STV will cut 34 news jobs as part of savings of £1m per year as the Scottish broadcaster launches a three-year restructure and growth plan.
The STV News 2020 plan will, the broadcaster said, ensure it remains the best news service in Scotland while delivering significant cost savings.
- July 10, 2018
- June 26, 2018
- June 19, 2018
Another 25 jobs will be lost and a further £1m in annual savings made with the closure of the loss-making STV2 channel at the end of June, as STV shifts content investment online and sells local TV assets to That’s Media.
Cost savings from the news and STV2 divisions will go towards new investment in original content and digital growth over the next three years, the company said today.
Despite the job cuts, which is believed to include the entire digital reporting news team, STV is recruiting a new head of news “to lead this transformation”.
STV is the ITV license holder for Scotland, meaning it broadcasts many of the same shows.
STV2 airs the half-hourly STV News Tonight, presented by Halla Mohieddeen live from Glasgow, each weeknight at 7pm to cover Scottish, UK and international news from a Scottish perspective.
STV2’s programming also includes STV News at One, Scottish Politics This Week and weekday current affairs magazine show Live at Five, while both STV channels air STV News – Glasgow at 6pm on weekdays.
The broadcaster has yet to confirm what its news output will look like after the changes.
STV chief executive Simon Pitts said: “News is fundamental to the STV brand and we remain committed to offering the best news service in Scotland.
“However, given how quickly news consumption is changing it is vital that STV evolves to stay competitive, and we are therefore launching a comprehensive change programme – STV News 2020 – that will see us invest in skills, technology and digital as well as delivering cost savings.”
Pitts was appointed in January this year after leaving ITV, where he was managing director of online, pay TV, interactive and technology.
In its analysis of the changing media landscape which accompanied this statement, STV said television news had undergone a “fundamental shift” in consumption with more news watched online and on social media than on TV.
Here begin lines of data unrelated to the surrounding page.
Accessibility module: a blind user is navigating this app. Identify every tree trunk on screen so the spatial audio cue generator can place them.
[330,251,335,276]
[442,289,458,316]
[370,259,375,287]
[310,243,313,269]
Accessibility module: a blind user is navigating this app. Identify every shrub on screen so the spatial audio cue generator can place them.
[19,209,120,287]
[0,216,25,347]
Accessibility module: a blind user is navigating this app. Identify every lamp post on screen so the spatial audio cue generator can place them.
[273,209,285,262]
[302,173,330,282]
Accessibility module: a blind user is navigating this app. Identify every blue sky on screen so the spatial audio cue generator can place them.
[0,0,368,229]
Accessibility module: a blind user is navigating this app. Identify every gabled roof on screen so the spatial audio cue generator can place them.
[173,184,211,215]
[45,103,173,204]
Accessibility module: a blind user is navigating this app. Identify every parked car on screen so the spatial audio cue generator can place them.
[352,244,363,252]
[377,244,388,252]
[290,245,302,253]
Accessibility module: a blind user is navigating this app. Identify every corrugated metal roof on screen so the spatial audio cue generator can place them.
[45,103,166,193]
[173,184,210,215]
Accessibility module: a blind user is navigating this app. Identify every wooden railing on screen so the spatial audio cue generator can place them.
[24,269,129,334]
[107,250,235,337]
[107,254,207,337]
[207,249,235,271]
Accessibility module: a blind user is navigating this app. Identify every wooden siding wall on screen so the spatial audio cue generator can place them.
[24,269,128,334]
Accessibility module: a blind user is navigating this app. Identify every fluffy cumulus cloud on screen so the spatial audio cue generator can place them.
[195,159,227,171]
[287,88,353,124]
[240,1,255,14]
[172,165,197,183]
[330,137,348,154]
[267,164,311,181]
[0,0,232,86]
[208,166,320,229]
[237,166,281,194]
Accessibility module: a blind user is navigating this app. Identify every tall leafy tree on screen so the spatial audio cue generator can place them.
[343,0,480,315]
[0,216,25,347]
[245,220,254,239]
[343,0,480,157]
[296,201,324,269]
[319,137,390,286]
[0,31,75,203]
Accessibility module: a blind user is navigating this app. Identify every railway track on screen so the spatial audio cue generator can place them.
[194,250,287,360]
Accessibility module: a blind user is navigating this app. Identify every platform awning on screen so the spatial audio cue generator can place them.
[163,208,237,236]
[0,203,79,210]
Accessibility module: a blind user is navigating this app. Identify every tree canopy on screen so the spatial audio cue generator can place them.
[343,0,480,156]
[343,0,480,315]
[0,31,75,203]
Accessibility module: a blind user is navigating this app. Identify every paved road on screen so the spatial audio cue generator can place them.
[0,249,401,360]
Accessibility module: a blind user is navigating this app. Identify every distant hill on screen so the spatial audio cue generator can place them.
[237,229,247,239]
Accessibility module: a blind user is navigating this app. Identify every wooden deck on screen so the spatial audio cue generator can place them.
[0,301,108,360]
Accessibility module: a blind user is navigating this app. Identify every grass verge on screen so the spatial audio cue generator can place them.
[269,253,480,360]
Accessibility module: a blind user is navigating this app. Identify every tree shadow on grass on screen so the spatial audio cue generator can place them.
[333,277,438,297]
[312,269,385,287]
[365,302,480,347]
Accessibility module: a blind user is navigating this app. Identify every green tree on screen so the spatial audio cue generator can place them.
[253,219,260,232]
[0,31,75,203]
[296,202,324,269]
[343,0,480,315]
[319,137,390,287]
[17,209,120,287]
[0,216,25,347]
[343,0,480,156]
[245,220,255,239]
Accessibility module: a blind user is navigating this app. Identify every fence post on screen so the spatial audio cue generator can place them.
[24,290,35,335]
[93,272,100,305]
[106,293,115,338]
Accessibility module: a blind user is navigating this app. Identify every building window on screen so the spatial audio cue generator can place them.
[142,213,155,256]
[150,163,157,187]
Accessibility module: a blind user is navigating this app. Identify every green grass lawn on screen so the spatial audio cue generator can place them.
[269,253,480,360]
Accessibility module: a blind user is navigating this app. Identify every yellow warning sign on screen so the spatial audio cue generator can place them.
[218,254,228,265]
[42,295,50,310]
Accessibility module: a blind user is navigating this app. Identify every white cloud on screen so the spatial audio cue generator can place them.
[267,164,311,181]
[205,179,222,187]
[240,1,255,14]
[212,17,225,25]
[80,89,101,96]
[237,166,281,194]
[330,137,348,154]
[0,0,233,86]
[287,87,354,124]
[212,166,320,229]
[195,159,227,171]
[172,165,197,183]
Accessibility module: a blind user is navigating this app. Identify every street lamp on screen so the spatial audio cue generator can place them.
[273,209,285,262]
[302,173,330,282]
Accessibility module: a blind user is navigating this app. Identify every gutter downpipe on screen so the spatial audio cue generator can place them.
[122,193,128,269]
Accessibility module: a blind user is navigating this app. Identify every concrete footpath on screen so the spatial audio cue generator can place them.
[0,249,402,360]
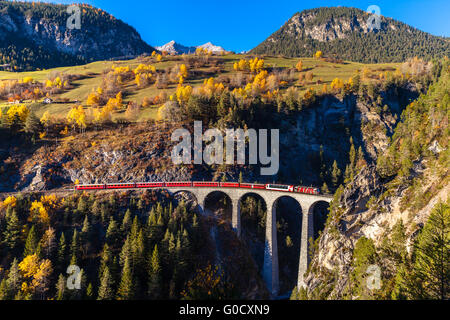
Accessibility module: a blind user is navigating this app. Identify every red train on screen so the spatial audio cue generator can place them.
[75,181,320,194]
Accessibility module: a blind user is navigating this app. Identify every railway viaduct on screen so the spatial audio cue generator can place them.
[164,187,331,296]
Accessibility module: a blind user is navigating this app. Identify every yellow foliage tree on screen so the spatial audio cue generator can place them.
[6,105,30,123]
[67,105,86,130]
[0,196,17,208]
[176,86,192,104]
[330,78,344,90]
[86,88,100,106]
[295,60,303,72]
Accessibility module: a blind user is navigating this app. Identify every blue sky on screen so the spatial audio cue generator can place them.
[23,0,450,52]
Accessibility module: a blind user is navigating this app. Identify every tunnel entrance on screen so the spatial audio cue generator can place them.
[204,191,233,224]
[274,196,302,295]
[312,201,330,240]
[173,190,198,211]
[239,193,267,275]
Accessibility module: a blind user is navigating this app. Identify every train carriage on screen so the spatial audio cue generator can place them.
[266,184,294,192]
[220,182,239,188]
[75,181,320,195]
[106,183,136,189]
[165,181,192,187]
[136,182,164,188]
[192,181,219,187]
[75,184,105,190]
“More under 55s browse STV news online than watch our regular bulletins,” it said.
The National Union of Journalists said it would strongly oppose compulsory redundancies and work with STV in an attempt to reduce the number of redundancies required.
It also condemned the end of STV News Tonight on STV2, and the Edinburgh edition of STV News at Six.
John Toner, national organiser NUJ Scotland, said the job cuts and closure of STV2 would “lead to a massive reduction in the breadth and depth of news coverage viewers in Scotland currently enjoy”.
He added: “It is also clear that a multi-platform newsroom will introduce an entirely new way of working, which will have consequences for the way that news is gathered and delivered.”
News staff at STV’s Glasgow headquarters held an NUJ chapel meeting this afternoon which became “overcrowded, hot and stuffy” leading to them moving outside, prompting claims of a walkout on social media.
The NUJ said the chapel meeting was held with the approval of management.
STV is also creating a new dedicated digital team under a new managing director to drive the growth of its online streaming service, STV Player, for which it will launch an ad-free subscription version.
Pitts said: “This is a positive vision for STV that will re-establish the company as a creative force in Scotland and beyond.
“We will invest in creative talent, new original programming and digital to ensure STV becomes Scotland’s home of news and entertainment and delivers long-term value for advertisers, shareholders and viewers alike.”
Scottish Labour said the news was a “devastating blow” for staff and the creative and media industry.
Culture spokeswoman Claire Baker said: “At a time when BBC is launching a new channel and Glasgow is making a strong bid to be the new headquarters for Channel 4, we should be looking to build our media capacity in Scotland not diminish it.
“At the same time we need a strong and independent news sector to hold the Governments at Westminster and Holyrood to account and scrutinise Brexit for Scottish viewers.
“STV have been lauded for its local and national news and politics coverage, these redundancies risk undermining that.”
Scottish Conservative spokeswoman Rachael Hamilton added: “This is a hammer blow to broadcasting in Scotland, and to journalism here more generally.
“STV is a trusted news source and should be investing in people, not sacking them.”